La tercera porque nos sentimos en el mismo barco y en la misma suerte que la mayoría de la ciudadanía vasca, en un barco que navega mal y con una suerte que es adversa, y en estas circunstancias los socialistas sí estamos y sí se nos puede encontrar, para corregir el anteproyecto y el proyecto de presupuestos, para navegar mejor y para mejorar la suerte colectiva.

Los Socialistas seguimos manteniendo una postura crítica y vigilante, con el proyecto de presupuestos y con la actitud del Gobierno, a la vez que una postura constructiva y con alternativas, útil y solidaria con la ciudadanía y con el tiempo que nos toca vivir.

El señor Urkullu y todo su Gobierno saben que nuestro compromiso está limitado a lo acordado y saben que su Gobierno es responsable de que todo esto llegue a buen puerto.
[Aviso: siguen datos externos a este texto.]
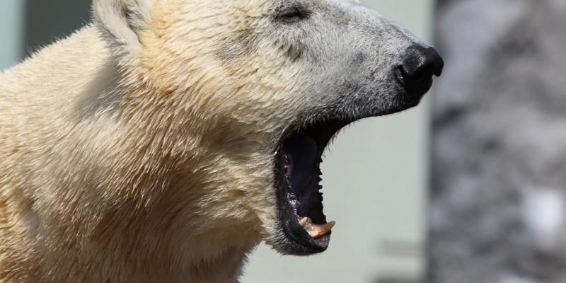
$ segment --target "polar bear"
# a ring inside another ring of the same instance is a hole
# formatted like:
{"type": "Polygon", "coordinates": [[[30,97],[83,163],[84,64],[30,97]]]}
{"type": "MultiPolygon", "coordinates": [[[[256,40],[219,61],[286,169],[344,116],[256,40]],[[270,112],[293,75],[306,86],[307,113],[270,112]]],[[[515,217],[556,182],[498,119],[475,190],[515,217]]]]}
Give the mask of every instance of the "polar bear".
{"type": "Polygon", "coordinates": [[[0,282],[233,282],[325,250],[320,156],[441,57],[347,0],[94,0],[0,76],[0,282]]]}

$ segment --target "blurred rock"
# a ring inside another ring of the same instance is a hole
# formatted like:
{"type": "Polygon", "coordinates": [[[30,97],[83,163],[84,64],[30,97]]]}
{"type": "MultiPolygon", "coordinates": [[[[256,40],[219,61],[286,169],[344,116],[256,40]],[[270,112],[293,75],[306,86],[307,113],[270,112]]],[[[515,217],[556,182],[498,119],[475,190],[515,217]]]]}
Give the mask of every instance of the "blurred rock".
{"type": "Polygon", "coordinates": [[[566,1],[437,8],[427,282],[566,282],[566,1]]]}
En el presupuesto anterior nos encontramos con retrasos, vacilaciones y a veces escaso interés en ejecutar, esperamos  que este año tal como se han comprometido, sean más tempranos y diligentes con el acuerdo alcanzado.

Los socialistas no nacimos para ser predicadores y para balancearnos en la estética. Nada hay más fácil que hacer un discurso y que confeccionar una lista de sueños y de reivindicaciones. Sobre todo es fácil si sabes que nadie te va a pedir cuentas por ello, que nadie te va a exigir que lo apliques. Ya lo dijo Machado, ¨todo necio confunde valor y precio¨.

Lo difícil es sumar entre diferentes y defender a los más débiles. Apuntalar el progreso y evitar los recortes. Impedir el retroceso y dar pasos de avance. Actuar sin cálculo electoral y con alto compromiso con quienes representamos. Servir donde no estamos para servirnos.

Esta es la contribución socialista a quienes representamos y al conjunto de la ciudadanía vasca.